Thanks for sharing the how to, it looks fairly easy. I have been wanting to try and cape one but didn't know how. I think I will give it a try. This is a pic of a mount I done last year with my husbands bird.


----------



## Wayne D Davis

Very interesting thread. Can you show how to preserve the feet whole with spurs. I think that would look really good but its probably difficult. I dried some feet/spurs and put on spent shotgun shells threaded with leather strips. I have no idea if just drying them over time was the proper way or not.....lost track of them after last divorce so I dont know how or if they lasted?


----------



## hollandae

Nice. Easy to do yourself n looks really good.


----------



## tjkeehn

Ok everyone, So Saturday I killed my first bird with m good buddy.  A double beard.  I want to do the cape and everything like in this post.  The only problem is I had a family death and caused me  not be able to cape it yet, Monday night.  Is ther anything wrong with me freezing it whole and doing the cape when I get time?  I'm thinking that i have done this with a deer hide but not sure if its the same.  Need some input please.  Thank you in advance.


----------



## rhbama3

Hi TJ,
 First, Sympathy and thoughts for you and your family.
If it's not too late for your bird:
 I have frozen a carcass after taking the breasts and leg quarters and then caped it later. Just try to stay away from your cape line of downy feathers running down the sides of the neck, back( just above wings)and ends at the tail above the thighs. If the head is bloody, then wrap it in a paper towel to keep blood from pooling on the neck feathers while it is freezing. Try to make sure the tail fan feathers are not crowded in the freezer and keep the carcass breast down and back feathers as neat as possible.
HTH, Robert


----------



## 1776Flintlock

Cool beans! Next Tom, maybe do a Youtube video on your process?


----------



## 1776Flintlock

Very nice! Makes me appreciate my taxidermist even more!
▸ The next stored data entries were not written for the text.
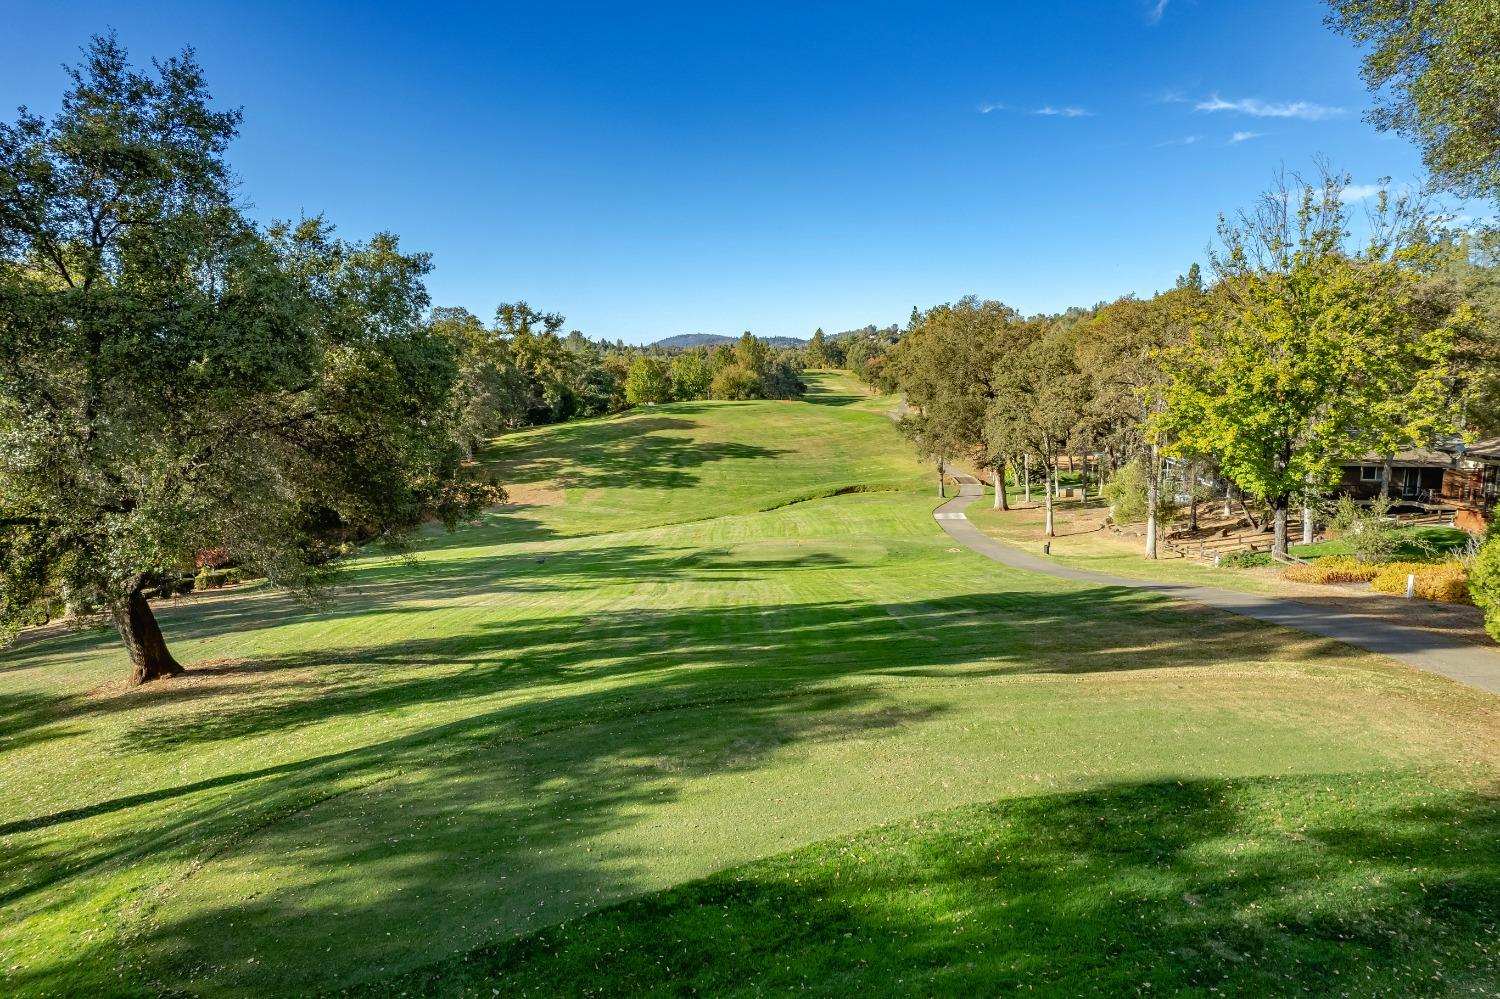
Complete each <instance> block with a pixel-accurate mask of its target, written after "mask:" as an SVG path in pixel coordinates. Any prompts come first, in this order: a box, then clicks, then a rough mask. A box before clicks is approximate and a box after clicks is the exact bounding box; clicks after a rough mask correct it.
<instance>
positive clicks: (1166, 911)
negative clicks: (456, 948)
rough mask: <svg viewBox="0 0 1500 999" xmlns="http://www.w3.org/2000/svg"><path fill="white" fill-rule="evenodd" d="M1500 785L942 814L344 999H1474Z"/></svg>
mask: <svg viewBox="0 0 1500 999" xmlns="http://www.w3.org/2000/svg"><path fill="white" fill-rule="evenodd" d="M1497 843H1500V802H1497V799H1496V798H1494V796H1488V795H1476V793H1473V792H1467V790H1455V789H1452V787H1445V786H1434V784H1433V783H1431V780H1430V778H1428V777H1427V775H1422V774H1407V772H1397V774H1385V775H1374V777H1373V775H1328V774H1319V775H1308V777H1260V778H1250V780H1155V781H1139V783H1122V784H1109V786H1104V787H1098V789H1091V790H1085V792H1076V793H1056V795H1037V796H1029V798H1017V799H1013V801H1005V802H998V804H990V805H980V807H963V808H954V810H950V811H942V813H936V814H927V816H921V817H915V819H910V820H904V822H900V823H892V825H888V826H883V828H877V829H871V831H865V832H859V834H856V835H850V837H841V838H837V840H829V841H826V843H819V844H816V846H813V847H807V849H802V850H796V852H793V853H789V855H783V856H777V858H771V859H766V861H759V862H754V864H748V865H744V867H738V868H733V870H729V871H723V873H720V874H715V876H712V877H708V879H703V880H697V882H693V883H688V885H682V886H679V888H673V889H670V891H664V892H658V894H652V895H648V897H645V898H637V900H631V901H627V903H622V904H619V906H615V907H610V909H603V910H598V912H594V913H591V915H586V916H583V918H582V919H576V921H571V922H567V924H562V926H558V927H552V929H547V930H544V932H541V933H537V935H534V936H531V938H525V939H522V941H514V942H507V944H502V945H495V947H487V948H481V950H480V951H475V953H471V954H465V956H463V957H462V959H459V960H452V962H444V963H440V965H435V966H432V968H426V969H422V971H419V972H416V974H411V975H404V977H399V978H395V980H390V981H386V983H377V984H374V986H371V987H368V989H363V990H356V993H354V995H362V996H401V995H423V996H460V995H490V992H489V990H498V995H507V996H526V995H591V996H633V995H655V996H679V995H715V996H759V995H768V993H769V995H778V993H793V992H795V993H804V992H805V993H813V995H825V996H840V995H861V996H909V995H951V996H975V995H999V993H1011V992H1040V993H1041V995H1059V996H1079V995H1184V993H1190V995H1235V996H1292V995H1307V993H1316V995H1359V996H1371V995H1490V993H1493V990H1494V986H1496V981H1497V980H1500V932H1497V926H1500V847H1497Z"/></svg>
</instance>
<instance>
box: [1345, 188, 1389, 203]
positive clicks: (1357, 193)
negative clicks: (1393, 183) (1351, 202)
mask: <svg viewBox="0 0 1500 999" xmlns="http://www.w3.org/2000/svg"><path fill="white" fill-rule="evenodd" d="M1382 190H1388V187H1383V186H1380V184H1349V186H1347V187H1344V189H1343V190H1341V192H1340V195H1338V196H1340V198H1343V199H1344V201H1346V202H1349V201H1365V199H1368V198H1374V196H1376V195H1379V193H1380V192H1382ZM1392 193H1395V192H1394V190H1392Z"/></svg>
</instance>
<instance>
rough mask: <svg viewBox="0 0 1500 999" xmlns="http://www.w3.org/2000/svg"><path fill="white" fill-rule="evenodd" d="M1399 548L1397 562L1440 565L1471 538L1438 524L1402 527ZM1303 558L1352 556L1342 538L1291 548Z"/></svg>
mask: <svg viewBox="0 0 1500 999" xmlns="http://www.w3.org/2000/svg"><path fill="white" fill-rule="evenodd" d="M1395 534H1397V537H1398V538H1400V540H1398V543H1397V549H1395V552H1394V553H1392V556H1391V561H1395V562H1434V561H1436V562H1440V561H1445V559H1448V558H1451V555H1449V552H1452V550H1454V549H1455V547H1463V546H1464V544H1467V543H1469V538H1470V537H1472V535H1470V534H1469V531H1460V529H1458V528H1446V526H1437V525H1424V526H1410V528H1400V529H1398V531H1397V532H1395ZM1289 550H1290V552H1292V553H1293V555H1298V556H1301V558H1323V556H1325V555H1350V553H1352V552H1350V547H1349V543H1347V541H1344V540H1343V538H1334V540H1331V541H1317V543H1314V544H1293V546H1292V547H1290V549H1289Z"/></svg>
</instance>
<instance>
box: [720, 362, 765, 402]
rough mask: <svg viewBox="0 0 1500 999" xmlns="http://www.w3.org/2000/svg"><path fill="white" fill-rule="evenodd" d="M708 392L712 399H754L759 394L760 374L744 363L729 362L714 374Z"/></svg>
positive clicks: (758, 395) (756, 397)
mask: <svg viewBox="0 0 1500 999" xmlns="http://www.w3.org/2000/svg"><path fill="white" fill-rule="evenodd" d="M708 395H709V396H712V398H714V399H756V398H759V396H760V377H759V375H756V374H754V372H753V371H750V369H748V368H745V366H744V365H729V366H726V368H723V369H720V372H718V374H717V375H714V381H712V384H709V387H708Z"/></svg>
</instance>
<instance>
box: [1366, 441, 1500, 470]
mask: <svg viewBox="0 0 1500 999" xmlns="http://www.w3.org/2000/svg"><path fill="white" fill-rule="evenodd" d="M1460 458H1467V459H1470V460H1491V462H1500V437H1487V438H1484V440H1482V441H1475V443H1473V444H1469V446H1464V444H1463V443H1460V441H1445V443H1442V444H1434V446H1433V447H1410V449H1407V450H1403V452H1397V453H1395V455H1391V456H1389V460H1391V463H1392V465H1406V466H1409V468H1410V466H1422V468H1452V466H1454V465H1455V463H1457V462H1458V459H1460ZM1386 459H1388V456H1386V455H1377V453H1374V452H1370V453H1367V455H1361V456H1359V458H1356V459H1350V460H1347V462H1344V463H1346V465H1382V463H1385V462H1386Z"/></svg>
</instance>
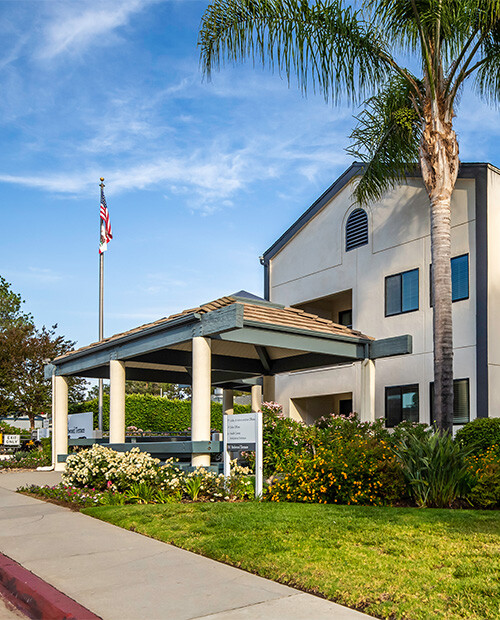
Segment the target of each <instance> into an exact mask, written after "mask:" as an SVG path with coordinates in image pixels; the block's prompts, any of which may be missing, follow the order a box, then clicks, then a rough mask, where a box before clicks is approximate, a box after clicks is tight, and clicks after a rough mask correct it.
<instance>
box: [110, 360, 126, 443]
mask: <svg viewBox="0 0 500 620" xmlns="http://www.w3.org/2000/svg"><path fill="white" fill-rule="evenodd" d="M109 443H125V363H124V362H119V361H118V360H110V362H109Z"/></svg>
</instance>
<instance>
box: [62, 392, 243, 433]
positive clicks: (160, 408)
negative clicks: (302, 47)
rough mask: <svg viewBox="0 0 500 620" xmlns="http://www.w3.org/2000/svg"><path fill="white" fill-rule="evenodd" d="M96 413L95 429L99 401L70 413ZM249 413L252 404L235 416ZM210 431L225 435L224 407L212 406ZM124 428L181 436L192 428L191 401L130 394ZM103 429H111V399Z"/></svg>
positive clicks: (106, 413) (126, 400)
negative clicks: (136, 427)
mask: <svg viewBox="0 0 500 620" xmlns="http://www.w3.org/2000/svg"><path fill="white" fill-rule="evenodd" d="M84 411H92V412H93V413H94V428H97V424H98V402H97V398H93V399H92V400H88V401H85V402H83V403H78V404H73V405H70V407H69V413H82V412H84ZM248 411H250V406H249V405H235V406H234V412H235V413H246V412H248ZM210 423H211V428H212V429H213V430H217V431H219V432H222V405H221V404H220V403H212V415H211V422H210ZM125 425H126V426H137V427H138V428H142V430H144V431H152V432H153V433H168V434H173V435H176V434H182V433H184V432H185V431H186V430H188V429H189V428H190V427H191V401H190V400H168V399H167V398H163V397H162V396H150V395H149V394H127V395H126V396H125ZM103 427H104V429H103V430H105V431H107V430H109V396H108V395H104V402H103Z"/></svg>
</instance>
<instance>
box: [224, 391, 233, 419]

Congrats on a great Tom and mount!


----------



## Son

Here's one I came up with back in my taxidermy years. Beards and spurs can be added.


----------



## Nicodemus

I did this one with 20 Mule Team Borax about 35 years ago. Mounted on a window shutter off an old home from the 1800s. It`s held up well.


----------



## Son

Even more tedious caping to mount, strut for sure. Flying not so bad.


----------



## herb mcclure

Nick, your gobbler has the same dark tail and dark wings like the original native gobblers in the mountains had. Seems to me all these various shades of gobblers we see today, were introduced when live trapped gobblers and hens were introduced. 
It would be interesting if turkey's stockings (releasing) could be verified like deer are, about where they came from.


----------